A key to the campaign is salvaging destroyed enemy hardware as you go along, so that little by little you get to design new Mechs for use in subsequent missions. The pace of salvage ensures that you won't have the really big Mechs available to you until you need them. There is a good mix of offensive, defensive, and recon missions during the campaign, all with varied objectives.
Designing your own Mech
One of the biggest attractions of MechWarrior and the BattleTech universe is being able to design your own Mech and to test it against those designed by others in the proving ground of multiplayer combat. I remember having spent hours designing the "ultimate" Mech during the BattleTech board game days.

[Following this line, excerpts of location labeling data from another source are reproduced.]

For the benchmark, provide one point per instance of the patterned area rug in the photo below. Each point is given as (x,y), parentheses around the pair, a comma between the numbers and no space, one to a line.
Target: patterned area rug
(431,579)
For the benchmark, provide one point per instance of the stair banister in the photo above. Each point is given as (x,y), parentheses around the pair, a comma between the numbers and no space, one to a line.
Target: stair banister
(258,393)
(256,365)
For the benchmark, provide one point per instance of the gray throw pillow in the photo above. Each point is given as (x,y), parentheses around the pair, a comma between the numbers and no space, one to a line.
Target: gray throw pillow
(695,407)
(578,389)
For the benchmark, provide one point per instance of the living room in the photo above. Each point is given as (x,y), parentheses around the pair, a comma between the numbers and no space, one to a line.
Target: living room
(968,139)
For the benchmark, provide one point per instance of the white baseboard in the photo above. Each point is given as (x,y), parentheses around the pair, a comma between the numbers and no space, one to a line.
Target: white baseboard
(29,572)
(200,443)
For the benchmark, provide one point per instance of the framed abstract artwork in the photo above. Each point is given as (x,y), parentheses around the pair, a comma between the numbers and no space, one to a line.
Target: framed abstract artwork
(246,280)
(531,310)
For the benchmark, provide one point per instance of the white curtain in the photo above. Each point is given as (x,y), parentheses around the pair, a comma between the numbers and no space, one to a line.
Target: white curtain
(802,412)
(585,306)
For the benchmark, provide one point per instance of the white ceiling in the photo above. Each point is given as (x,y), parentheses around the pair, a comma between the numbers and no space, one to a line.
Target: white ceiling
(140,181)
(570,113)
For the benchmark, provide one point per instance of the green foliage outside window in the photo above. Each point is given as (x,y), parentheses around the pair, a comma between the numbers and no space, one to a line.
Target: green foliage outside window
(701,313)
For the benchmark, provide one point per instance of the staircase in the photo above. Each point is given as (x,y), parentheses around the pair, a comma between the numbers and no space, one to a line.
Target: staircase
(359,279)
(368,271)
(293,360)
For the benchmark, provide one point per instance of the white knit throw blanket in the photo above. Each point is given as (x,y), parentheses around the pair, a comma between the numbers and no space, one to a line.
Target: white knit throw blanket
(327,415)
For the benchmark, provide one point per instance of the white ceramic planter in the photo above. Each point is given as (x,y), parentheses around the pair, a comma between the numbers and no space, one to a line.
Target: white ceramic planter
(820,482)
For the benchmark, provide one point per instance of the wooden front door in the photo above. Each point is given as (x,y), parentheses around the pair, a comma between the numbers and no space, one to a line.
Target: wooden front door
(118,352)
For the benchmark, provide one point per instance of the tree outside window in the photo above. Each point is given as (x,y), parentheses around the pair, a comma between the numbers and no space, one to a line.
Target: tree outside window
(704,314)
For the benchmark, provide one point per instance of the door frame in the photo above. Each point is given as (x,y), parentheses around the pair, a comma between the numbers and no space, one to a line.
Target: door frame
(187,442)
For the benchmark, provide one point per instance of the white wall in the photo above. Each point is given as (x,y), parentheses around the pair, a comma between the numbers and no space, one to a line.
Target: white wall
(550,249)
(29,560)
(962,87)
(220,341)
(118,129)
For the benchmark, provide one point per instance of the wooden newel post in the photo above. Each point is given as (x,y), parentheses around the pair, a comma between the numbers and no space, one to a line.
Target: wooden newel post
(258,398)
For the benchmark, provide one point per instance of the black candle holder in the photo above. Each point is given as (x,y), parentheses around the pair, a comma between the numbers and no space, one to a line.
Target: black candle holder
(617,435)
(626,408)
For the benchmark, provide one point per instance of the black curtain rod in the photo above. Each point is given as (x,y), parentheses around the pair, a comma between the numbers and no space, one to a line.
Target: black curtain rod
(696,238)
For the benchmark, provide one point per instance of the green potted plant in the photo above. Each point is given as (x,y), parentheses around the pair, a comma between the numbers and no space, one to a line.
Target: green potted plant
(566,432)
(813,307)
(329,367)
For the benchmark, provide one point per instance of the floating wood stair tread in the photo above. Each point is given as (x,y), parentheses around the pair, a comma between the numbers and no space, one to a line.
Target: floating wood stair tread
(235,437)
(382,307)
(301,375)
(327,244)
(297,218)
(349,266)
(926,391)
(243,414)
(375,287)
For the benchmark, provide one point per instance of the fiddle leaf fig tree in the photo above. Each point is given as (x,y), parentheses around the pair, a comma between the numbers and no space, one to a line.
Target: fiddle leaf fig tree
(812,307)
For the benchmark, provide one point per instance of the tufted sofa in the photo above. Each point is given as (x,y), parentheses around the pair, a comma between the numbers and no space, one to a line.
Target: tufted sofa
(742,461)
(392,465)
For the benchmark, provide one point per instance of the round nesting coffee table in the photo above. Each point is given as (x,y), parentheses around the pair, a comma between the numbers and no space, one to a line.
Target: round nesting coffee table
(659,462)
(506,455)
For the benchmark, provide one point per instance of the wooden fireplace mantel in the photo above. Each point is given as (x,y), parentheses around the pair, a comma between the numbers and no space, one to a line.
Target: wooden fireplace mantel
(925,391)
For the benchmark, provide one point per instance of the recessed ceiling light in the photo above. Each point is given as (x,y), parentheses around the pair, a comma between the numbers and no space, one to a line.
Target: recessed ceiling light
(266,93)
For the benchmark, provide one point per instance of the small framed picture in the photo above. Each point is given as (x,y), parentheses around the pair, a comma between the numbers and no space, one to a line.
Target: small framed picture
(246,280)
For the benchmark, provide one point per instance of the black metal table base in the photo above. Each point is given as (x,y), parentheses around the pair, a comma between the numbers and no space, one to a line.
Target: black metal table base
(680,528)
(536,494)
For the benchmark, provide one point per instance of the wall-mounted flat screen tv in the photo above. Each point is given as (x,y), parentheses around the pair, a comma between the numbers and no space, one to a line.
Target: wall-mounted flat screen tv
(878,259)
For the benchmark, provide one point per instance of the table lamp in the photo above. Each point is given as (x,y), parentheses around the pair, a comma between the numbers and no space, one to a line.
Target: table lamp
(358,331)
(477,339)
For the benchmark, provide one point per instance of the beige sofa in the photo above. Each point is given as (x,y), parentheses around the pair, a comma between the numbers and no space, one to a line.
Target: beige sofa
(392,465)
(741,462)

When designing Mechs, players need to pay attention to matters like heat dissipation. If the Mech gets too hot, it shuts down, leaving it vulnerable. Weapons like laser cannons and the like produce a lot of heat (but there is no need for ammo) while autocannons, machineguns and rockets/missiles produce minimal heat (but require ammo). You just have to strike a balance. Unlike its predecessors or the board game, you can no longer assign weapons to any part of the Mech with impunity. Some weapons (like the Gauss gun) are so big that they only fit on an arm. Energy weapons (lasers, PPCs) can only go on the torso. Perfect for control freaks. In MechWarrior 4, Mech design can be an involving process, but the fun begins when you pilot the Mech to victory!
MechWarrior 4's Mechs are somewhat easier to pilot than those in the previous MechWarrior games. Granted, moving these war machines around can be challenging (what do you expect?), but with a bit of practice you can have your Mech running sideways and dealing destruction. Combat in MechWarrior 4 is anything but a mindless shootout - it strikes a good balance between pure action and simulation. Combat is fast, furious, and intense, but shrewd tactics and skillful piloting will greatly increase your longevity on the battlefield.
In Multiplayer games, even inexperienced players can enjoy themselves since having support from friendly Mechs makes it easier to avoid getting picked on - and even the greenest Mech pilot can score the occasional kill by hunting down someone who's already been crippled by the opposing team.
The MechWarrior games have evolved far beyond their roots in the BattleTech board game. With MechWarrior 4, it is easier for new players to get involved but veterans won't miss out on the fun either. Personally, I found myself standing around a lot because I had to use a keyboard to move, aim and fire my Mech's impressive array of energy cannons. But once I got the hang of it, I could walk (not run) and shoot at the same time. I think I'll stick to strategy games. Even so, as a first-person simulation, MechWarrior 4: Vengeance is excellent in terms of graphics, sound effects and overall gameplay. A worthy addition to any gamer's library, indeed.